ASH 2022 | A Phase I/II study of AFM13 in combination with cord blood-derived NK cells in patients with R/R HL

So this trial was based on our hypothesis that pre-complexing allogeneic cord blood-derived NK cells with AFM13, which is an antibody construct with bispecificity for CD30 on the lymphoma cells and CD16A on the NK cells would engage the NK cells in an immunological synapse and increase cytotoxicity on the target cell via cytotoxic granules. So this hypothesis we had studied in the lab and we saw that preactivating and expanding with cytokines, the cord blood NK cells led to, and then incubating them with AFM13, which is this tetravalent bispecific antibody construct, led to much greater tumor shrinkage and better results in mice bearing CD30 positive lymphomas compared to the same preactivated and expanded NK cells without the AFM13 or mice treated with AFM13 alone. So that led to a clinical trial where we basically enrolled patients with CD30 positive lymphomas who had failed brentuximab vedotin.
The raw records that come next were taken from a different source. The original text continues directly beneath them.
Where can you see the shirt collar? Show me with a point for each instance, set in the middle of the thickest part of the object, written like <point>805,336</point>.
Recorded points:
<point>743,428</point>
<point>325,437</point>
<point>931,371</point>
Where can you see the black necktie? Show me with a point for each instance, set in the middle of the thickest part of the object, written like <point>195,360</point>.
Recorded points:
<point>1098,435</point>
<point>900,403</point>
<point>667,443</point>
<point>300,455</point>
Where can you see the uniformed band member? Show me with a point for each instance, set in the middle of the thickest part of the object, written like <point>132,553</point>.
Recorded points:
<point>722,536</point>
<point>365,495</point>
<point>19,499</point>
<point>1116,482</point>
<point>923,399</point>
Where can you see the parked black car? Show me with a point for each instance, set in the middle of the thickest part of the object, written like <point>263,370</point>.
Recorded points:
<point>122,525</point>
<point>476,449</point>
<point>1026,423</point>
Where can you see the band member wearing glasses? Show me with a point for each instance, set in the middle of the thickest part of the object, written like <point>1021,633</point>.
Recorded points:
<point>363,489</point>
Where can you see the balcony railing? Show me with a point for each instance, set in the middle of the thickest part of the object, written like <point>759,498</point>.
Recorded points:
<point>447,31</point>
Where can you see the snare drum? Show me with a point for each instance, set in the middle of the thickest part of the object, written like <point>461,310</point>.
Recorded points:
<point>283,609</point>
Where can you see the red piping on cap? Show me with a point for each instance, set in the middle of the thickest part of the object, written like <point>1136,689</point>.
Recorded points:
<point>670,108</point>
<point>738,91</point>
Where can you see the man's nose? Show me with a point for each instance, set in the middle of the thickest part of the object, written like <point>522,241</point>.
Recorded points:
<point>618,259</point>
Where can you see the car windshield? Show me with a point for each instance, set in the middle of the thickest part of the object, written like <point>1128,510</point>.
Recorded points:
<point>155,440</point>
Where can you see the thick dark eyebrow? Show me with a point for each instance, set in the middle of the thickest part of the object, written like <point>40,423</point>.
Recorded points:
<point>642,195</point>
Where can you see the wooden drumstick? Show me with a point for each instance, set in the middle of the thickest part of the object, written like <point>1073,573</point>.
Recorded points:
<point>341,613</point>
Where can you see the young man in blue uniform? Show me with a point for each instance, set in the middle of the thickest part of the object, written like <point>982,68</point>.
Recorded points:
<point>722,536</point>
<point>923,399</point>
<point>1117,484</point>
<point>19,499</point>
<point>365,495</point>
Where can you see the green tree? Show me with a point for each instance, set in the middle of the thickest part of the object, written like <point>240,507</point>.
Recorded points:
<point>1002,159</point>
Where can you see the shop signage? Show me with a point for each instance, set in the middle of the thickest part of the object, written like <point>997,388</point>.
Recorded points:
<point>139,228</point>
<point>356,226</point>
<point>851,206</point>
And over the course of two weeks, we preactivated and expanded the NK cells from a cord blood unit and then incubated them with AFM13. And during that time, patients received lymphodepleting chemotherapy with fludarabine and cyclophosphamide. They received the AFM13 pre-complexed NK cells, and we saw that, number one, the treatment was extremely well tolerated with no instances of cytokine release syndrome, ICANS, neurotoxicity or GvHD. And we saw a very high level of activity with 94% responses and 71% complete responses in a very heavily pretreated population exposed to a median three prior lines of therapy, I’m sorry, seven previous lines of therapy with almost 80% having failed an autologous or an allogeneic stem cell transplant. So we think this is a very safe and very active regimen in this population with heavily pretreated CD30 positive lymphomas.